Consistent with this philosophy, Moore then devoted a section to “the fallacy of judicial supremacy,” concluding with the declaration that “we should reject the conversion of our republican form of government into an aristocracy of nine lawyers.”
Notwithstanding Moore’s obstructionism, gay marriage ultimately proceeded in Alabama, but his defiance prompted a second ethics complaint for the administrative orders he had issued. In May 2016 Alabama ethics authorities suspended Moore, setting up another round of litigation with the state’s top judicial authorities. Ironically, Moore first went into federal court seeking an injunction against the disciplinary proceedings, but that effort failed in August on abstention grounds. Moore v. Judicial Inquiry of the State of Alabama, 200 F. Supp. 3d 1328 (M.D. Ala. 2016). In September 2016, ethics authorities sustained the charges and suspended Moore for the balance of his six-year term. And this past April the Alabama Supreme Court, again specially constituted because all of its other regular members recused themselves, upheld that suspension, effectively ending Moore’s tenure as Chief Justice. Moore v. Alabama Judicial Inquiry Commission, 2017 WL 1403696 (Sup. Ct. Ala., April 19, 2017).
Roy Moore’s second removal from his Chief Justice position would make for a colorful coda to a troubling story in Alabama if Moore were headed into retirement from public life. But Moore is not retiring and may well be a member of the U.S. Senate come January 2018.

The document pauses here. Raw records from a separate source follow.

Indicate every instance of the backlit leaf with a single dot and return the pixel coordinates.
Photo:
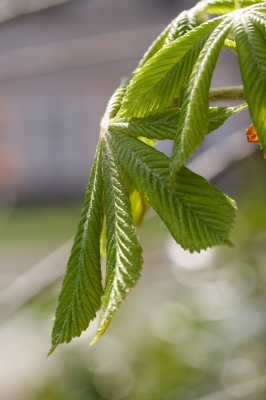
(197, 214)
(80, 297)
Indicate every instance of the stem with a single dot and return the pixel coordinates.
(227, 93)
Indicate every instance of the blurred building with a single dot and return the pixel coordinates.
(58, 67)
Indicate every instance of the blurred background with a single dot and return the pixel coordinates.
(194, 327)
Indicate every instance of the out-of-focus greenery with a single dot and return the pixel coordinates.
(194, 326)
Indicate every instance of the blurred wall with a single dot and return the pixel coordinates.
(58, 68)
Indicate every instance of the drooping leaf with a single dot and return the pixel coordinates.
(80, 297)
(194, 117)
(123, 252)
(159, 81)
(197, 214)
(164, 125)
(250, 33)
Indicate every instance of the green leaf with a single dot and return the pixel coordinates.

In normal times, the prospect of a single federal-court obstructionist in the Senate would be cause for little concern. These, however, are hardly normal times in our nation’s capital, as we face an increasingly angry and extreme political dynamic. If Moore does join the Senate, we can expect to hear a lot more about the right, indeed the obligation, of federal and state officials to refuse to honor controversial rulings from the federal courts, including the Supreme Court.